Ratcliffe’s Manchester United investment puts him in charge of football matters at his boyhood club

Sir Jim Ratcliffe’s investment in Manchester United is one of the most fascinating ownership moves in English football in the 21st century.

The chemicals billionaire’s deal has been in the pipeline for most of the year and has seemed inevitable for a few months, but what it lacks in surprise value it makes up for in intrigue.

It is simultaneously a very modern transaction but also a throwback to a bygone era and raises many questions about the future of the club.

The most striking aspect is that it represents control of a leading English team returning – or at least beginning to return – to British hands, reversing the trend of the last two decades.

Since Roman Abramovich bought Chelsea from Ken Bates in 2003 the Premier League has increasingly become the domain of overseas tycoons, sovereign wealth and private equity.

If a club has changed hands in the top flight – and, increasingly, lower down the leagues too – then the buyer has invariably been a foreign national.

The last time a British national bought a majority or significant stake in a Premier League club was in 2016, when Farhad Moshiri took charge at Everton.

For a number of reasons that had more in keeping with modern, overseas-led takeovers than buyout by rich supporters, and Moshiri has since agreed to sell up.

Before that it was David Gold and David Sullivan, two boyhood West Ham United fans who used the proceeds of selling Birmingham City to buy their beloved Hammers.

Lancastrian Ratcliffe’s investment in United has more in common with Gold and Sullivan; local boys made good who realise a dream of rescuing the club they have long supported. 

In that sense it has a very retro quality, harking back to the days when rich industrialists such as Jack Walker, John Hall, David Moores and Martin Edwards owned England’s leading sides.

Nowadays, Premier League clubs are out of reach for all but Britain’s richest individuals, with valuations sent skywards by the competition’s global popularity.

Ratcliffe’s investment values United at around £5.2bn – more than six times the valuation when the Glazers took over 18 years ago – while even small top-flight clubs fetch north of £200m.

If the ‘wealthy fan’ aspect is a throwback, then other elements are very contemporary, not least that United will become part of a multi-club network and wider Ineos sporting portfolio.
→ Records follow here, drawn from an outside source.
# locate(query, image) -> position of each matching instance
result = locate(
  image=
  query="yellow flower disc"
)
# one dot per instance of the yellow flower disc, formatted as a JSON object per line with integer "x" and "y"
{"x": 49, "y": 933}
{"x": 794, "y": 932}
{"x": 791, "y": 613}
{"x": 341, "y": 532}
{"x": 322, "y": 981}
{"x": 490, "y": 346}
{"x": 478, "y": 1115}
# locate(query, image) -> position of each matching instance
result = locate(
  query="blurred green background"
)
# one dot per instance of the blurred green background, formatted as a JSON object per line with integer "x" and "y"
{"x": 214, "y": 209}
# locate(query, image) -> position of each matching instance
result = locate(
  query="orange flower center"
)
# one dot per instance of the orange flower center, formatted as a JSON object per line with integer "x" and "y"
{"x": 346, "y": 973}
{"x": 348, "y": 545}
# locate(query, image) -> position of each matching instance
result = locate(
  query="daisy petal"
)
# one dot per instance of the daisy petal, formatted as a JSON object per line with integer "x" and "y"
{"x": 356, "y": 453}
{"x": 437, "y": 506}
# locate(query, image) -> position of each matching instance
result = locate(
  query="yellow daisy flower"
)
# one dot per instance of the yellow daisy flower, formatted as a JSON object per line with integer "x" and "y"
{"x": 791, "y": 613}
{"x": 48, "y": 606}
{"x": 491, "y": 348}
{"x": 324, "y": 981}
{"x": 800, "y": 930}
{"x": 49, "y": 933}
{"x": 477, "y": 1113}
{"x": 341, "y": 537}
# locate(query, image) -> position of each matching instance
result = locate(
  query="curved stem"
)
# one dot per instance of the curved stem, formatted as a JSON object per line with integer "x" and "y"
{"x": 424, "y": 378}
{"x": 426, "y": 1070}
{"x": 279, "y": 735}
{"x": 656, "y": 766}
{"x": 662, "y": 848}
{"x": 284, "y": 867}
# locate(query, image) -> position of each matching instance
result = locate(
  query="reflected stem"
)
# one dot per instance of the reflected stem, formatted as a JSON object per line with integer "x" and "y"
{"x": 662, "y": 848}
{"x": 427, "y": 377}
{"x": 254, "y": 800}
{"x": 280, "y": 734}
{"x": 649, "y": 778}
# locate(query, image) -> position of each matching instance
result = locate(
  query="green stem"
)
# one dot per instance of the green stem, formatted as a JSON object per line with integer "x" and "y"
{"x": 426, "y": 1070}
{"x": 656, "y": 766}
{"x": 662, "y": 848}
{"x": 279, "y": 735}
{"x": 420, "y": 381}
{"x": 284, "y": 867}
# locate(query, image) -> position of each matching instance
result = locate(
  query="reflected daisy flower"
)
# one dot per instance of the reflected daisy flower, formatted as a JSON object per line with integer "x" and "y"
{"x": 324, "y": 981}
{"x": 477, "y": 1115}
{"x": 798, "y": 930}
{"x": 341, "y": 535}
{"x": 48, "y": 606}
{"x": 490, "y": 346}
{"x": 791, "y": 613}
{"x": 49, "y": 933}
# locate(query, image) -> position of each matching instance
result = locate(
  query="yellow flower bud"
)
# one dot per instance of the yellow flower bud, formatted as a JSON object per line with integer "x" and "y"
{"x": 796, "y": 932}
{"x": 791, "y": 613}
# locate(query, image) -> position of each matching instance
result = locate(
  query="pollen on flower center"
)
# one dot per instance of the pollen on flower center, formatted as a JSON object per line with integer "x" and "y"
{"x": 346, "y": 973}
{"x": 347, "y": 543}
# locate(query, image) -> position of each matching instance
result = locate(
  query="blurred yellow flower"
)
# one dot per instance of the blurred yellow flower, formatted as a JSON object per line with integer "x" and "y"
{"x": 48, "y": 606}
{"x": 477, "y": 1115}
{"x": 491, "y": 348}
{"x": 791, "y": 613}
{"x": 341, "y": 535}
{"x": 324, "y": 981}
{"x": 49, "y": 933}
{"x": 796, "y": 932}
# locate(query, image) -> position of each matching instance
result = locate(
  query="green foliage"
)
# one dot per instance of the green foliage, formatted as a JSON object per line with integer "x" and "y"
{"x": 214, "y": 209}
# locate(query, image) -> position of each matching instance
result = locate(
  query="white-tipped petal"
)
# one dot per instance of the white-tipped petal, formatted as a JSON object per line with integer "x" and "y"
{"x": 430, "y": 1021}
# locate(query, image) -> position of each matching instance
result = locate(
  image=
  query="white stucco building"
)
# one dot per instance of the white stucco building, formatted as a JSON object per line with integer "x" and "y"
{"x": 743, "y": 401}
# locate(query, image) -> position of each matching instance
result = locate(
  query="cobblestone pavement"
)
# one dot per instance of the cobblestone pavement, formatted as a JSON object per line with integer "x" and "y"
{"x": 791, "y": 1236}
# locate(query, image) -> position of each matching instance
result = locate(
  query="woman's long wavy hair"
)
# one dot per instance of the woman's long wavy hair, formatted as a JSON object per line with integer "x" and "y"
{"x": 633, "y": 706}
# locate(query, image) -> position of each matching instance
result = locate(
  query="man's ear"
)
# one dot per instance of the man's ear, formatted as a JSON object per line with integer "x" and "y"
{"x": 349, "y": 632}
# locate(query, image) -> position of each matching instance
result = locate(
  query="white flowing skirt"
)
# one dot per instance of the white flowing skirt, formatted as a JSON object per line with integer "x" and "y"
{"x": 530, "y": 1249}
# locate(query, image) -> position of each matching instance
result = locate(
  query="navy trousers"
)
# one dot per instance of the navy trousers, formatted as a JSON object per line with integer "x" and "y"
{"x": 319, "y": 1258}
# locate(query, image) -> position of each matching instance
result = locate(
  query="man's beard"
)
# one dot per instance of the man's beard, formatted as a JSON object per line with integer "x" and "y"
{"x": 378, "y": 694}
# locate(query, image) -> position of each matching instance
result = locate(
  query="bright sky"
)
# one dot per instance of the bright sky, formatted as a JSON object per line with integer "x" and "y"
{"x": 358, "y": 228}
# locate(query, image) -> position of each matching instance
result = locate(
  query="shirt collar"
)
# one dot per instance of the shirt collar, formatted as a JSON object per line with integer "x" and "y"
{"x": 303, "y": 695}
We do not yet know how Ratcliffe envisages United fitting into a group that already includes OGC Nice in France and Switzerland’s Lausanne.

Equally, does he see the club adding value to his other sporting projects in cycling, sailing and motorsport, or perhaps even to the Ineos brand? 

Other unknowns include whether Ratcliffe and his cohorts can make United truly competitive again, after years of decline and false dawns.

For all of his success in the business world, he is yet to show he knows how to deliver similar results in football or with Team Sky, Ineos Britannia, Mercedes F1.

Much of that has been orchestrated by Sir Dave Brailsford, whose return to the front line of British sport is another juicy subplot.

Brailsford was the architect of British Cycling and Team Sky’s extraordinary dominance but has been dogged by questions about whether that was achieved within the rules and their spirit.

He and Ratcliffe have a huge task on their hands to reverse years of decline at United. How they get on will be just one of the intriguing aspects of this deal.